By Brice Zoecklein, Managing Attorney — Zoecklein Law, P.A.
When a loved one’s trust was changed shortly before death — cutting out lifelong beneficiaries in favor of a caregiver, a new companion, or a controlling family member — the law gives you tools to fight back. Under Florida Statutes § 736.0406, any trust or portion of a trust procured by undue influence is void. The challenge is proving it, and that requires an attorney who understands exactly how Florida courts analyze these claims.
We represent beneficiaries, disinherited heirs, and co-trustees throughout Florida — from Hillsborough and Pinellas counties in the Sixth and Thirteenth Judicial Circuits, to Manatee, Sarasota, Polk, Pasco, Orange, and Palm Beach counties — in trust contests grounded in undue influence. In our practice we routinely see situations where a vulnerable settlor’s estate plan was dramatically rewritten at the end of life, often after isolation from family, and often with the help of the very person who stood to gain. This page explains the law, the proof framework, and your options.
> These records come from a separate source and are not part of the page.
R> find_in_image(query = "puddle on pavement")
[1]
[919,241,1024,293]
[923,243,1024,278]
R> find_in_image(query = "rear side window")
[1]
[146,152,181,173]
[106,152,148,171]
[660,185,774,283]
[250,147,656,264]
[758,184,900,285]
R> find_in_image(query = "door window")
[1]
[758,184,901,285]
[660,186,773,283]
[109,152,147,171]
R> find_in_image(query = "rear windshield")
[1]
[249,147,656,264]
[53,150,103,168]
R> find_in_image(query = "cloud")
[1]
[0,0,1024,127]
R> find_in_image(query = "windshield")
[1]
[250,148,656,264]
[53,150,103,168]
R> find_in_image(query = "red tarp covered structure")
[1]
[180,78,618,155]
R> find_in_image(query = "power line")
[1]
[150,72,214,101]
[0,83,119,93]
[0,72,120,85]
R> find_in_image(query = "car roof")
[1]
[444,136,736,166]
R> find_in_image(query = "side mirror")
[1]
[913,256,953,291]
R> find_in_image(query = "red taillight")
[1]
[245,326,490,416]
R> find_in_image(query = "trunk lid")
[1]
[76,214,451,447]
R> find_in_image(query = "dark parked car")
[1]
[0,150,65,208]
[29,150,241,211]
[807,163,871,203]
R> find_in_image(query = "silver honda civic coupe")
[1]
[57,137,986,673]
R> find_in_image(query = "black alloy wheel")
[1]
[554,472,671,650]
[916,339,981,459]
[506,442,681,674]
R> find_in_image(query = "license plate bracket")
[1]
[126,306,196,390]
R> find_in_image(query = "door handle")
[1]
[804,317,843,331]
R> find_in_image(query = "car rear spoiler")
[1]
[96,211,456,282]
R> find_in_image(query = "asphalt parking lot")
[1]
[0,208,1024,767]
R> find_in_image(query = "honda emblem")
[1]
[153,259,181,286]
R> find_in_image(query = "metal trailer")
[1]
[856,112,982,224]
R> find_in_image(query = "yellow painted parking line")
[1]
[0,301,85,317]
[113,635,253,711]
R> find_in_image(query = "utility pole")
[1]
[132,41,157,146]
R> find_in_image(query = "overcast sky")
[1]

What Undue Influence Means Under Florida Law
Undue influence is not mere persuasion, affection, or persistent requests. Florida courts have consistently held that to invalidate a trust, the influence must rise to a qualitatively different level. As the Fourth District recognized in In re Estate of Lightfoot, 433 So. 2d 607 (Fla. 4th DCA 1983), undue influence must amount to over-persuasion, duress, force, coercion, or artful or fraudulent contrivances to such a degree that there is destruction of the free agency and will power of the person making the testamentary instrument. Mere affection, kindness, or attachment of one person for another does not, by itself, constitute undue influence.
The same standard applies to trust contests under § 736.0406. The statute is direct:
If the creation, amendment, or restatement of a trust is procured by fraud, duress, mistake, or undue influence, the trust or any part so procured is void. The remainder of the trust not procured by such means is valid if the remainder is not invalid for other reasons.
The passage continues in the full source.